Inverno
La stagione tra l’autunno e la primavera,
che nell’emisfero boreale comprende i mesi più freddi
dell’anno: dicembre, gennaio e febbraio.
Un periodo di inattività o di declino.
1
Avevo cinque anni quando scoprii che sarei morta.
Non mi era mai venuto in mente che non sarei vissuta per sempre; e perché avrebbe dovuto? L’argomento della mia morte non era mai stato neanche lontanamente sfiorato.
Della morte ne sapevo abbastanza: morivano i pesci rossi, l’avevo imparato sulla mia pelle. Succedeva se non li facevi mangiare, e se li facevi mangiare troppo. Morivano i cani se andavano a finire sotto una macchina, i topi se si lasciavano tentare dai biscotti all’avena ricoperti di cioccolato che mettevamo sulla trappola sistemata nel guardaroba sotto le scale, i conigli quando scappavano dalle gabbie e diventavano facili prede delle volpi cattive. La loro morte non mi aveva mai preoccupata a livello personale; anche se avevo cinque anni, sapevo che quelli erano animali, creature pelose che facevano cose stupide che io non avevo certo intenzione di fare.
Perciò, scoprire che la morte avrebbe trovato anche me mi sconvolse.
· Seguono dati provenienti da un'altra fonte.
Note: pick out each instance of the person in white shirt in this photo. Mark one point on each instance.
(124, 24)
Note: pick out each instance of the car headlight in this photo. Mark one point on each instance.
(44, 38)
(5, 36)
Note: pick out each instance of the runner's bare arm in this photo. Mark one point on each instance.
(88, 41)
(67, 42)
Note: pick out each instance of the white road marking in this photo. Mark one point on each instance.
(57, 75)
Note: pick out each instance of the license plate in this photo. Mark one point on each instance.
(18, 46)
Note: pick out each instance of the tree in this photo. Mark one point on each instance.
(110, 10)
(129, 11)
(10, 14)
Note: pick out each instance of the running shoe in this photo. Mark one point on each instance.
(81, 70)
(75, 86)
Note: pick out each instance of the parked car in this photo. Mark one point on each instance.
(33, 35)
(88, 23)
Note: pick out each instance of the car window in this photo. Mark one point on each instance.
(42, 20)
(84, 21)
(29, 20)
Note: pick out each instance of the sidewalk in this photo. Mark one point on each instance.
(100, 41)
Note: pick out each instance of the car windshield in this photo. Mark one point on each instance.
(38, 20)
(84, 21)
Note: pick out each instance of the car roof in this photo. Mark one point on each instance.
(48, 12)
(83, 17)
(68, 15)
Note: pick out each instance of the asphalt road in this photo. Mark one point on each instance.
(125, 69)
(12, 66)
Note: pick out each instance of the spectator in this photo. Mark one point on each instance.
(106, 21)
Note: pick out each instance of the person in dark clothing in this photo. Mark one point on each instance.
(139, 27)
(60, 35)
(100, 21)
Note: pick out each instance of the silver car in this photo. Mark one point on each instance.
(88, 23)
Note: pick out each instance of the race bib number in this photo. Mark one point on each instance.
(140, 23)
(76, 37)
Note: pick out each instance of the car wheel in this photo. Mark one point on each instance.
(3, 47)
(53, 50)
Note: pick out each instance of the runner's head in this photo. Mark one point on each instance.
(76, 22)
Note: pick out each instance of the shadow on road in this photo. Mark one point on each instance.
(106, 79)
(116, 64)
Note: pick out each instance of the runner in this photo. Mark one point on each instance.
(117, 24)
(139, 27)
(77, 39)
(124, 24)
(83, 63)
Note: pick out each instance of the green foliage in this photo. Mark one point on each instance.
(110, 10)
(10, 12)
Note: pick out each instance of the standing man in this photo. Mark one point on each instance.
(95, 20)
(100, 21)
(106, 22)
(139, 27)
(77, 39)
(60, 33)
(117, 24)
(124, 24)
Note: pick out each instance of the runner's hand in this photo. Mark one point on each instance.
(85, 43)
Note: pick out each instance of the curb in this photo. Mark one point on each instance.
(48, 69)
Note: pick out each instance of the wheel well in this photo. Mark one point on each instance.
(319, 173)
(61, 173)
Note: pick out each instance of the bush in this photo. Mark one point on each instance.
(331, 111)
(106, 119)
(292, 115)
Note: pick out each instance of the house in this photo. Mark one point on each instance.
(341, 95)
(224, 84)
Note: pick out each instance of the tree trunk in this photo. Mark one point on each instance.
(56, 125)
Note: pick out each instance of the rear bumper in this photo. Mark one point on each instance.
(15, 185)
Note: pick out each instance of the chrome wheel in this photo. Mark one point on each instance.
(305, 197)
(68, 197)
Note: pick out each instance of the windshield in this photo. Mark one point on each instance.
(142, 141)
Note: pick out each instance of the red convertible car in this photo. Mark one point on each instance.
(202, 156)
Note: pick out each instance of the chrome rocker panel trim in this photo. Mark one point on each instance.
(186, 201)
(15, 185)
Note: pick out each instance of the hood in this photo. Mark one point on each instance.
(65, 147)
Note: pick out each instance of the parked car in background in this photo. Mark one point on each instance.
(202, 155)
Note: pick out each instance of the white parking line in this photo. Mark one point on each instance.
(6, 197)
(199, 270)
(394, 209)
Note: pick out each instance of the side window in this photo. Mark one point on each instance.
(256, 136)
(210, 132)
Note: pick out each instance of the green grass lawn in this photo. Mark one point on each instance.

Stando alla mia fonte, se ero «fortunata» sarei morta come il nonno. Che era morto vecchio. Puzzando di fumo di pipa e scoregge, con palline di kleenex appiccicate ai baffetti sopra il labbro a furia di soffiarsi il naso. Con righe di sporcizia sotto le unghie per via del giardinaggio, e gli occhi un po’ ingialliti agli angoli, che mi ricordavano tanto le biglie che collezionava lo zio e che mia sorella una volta ingoiò per sbaglio, spaventando mio padre che era corso da lei, le aveva stretto le braccia attorno alla pancia e aveva premuto forte finché la biglia non era schizzata fuori. Vecchio. Con i pantaloni marroni tirati su ben oltre la vita – diciamo fino al petto, dove sembrava avesse due tettine molli – che rivelavano una panciona flaccida e due palle strizzate tutte da un lato della cucitura. Vecchio. No, io non volevo per niente morire come il nonno, ma la mia fonte insisteva a dire che morire vecchi era l’opzione migliore.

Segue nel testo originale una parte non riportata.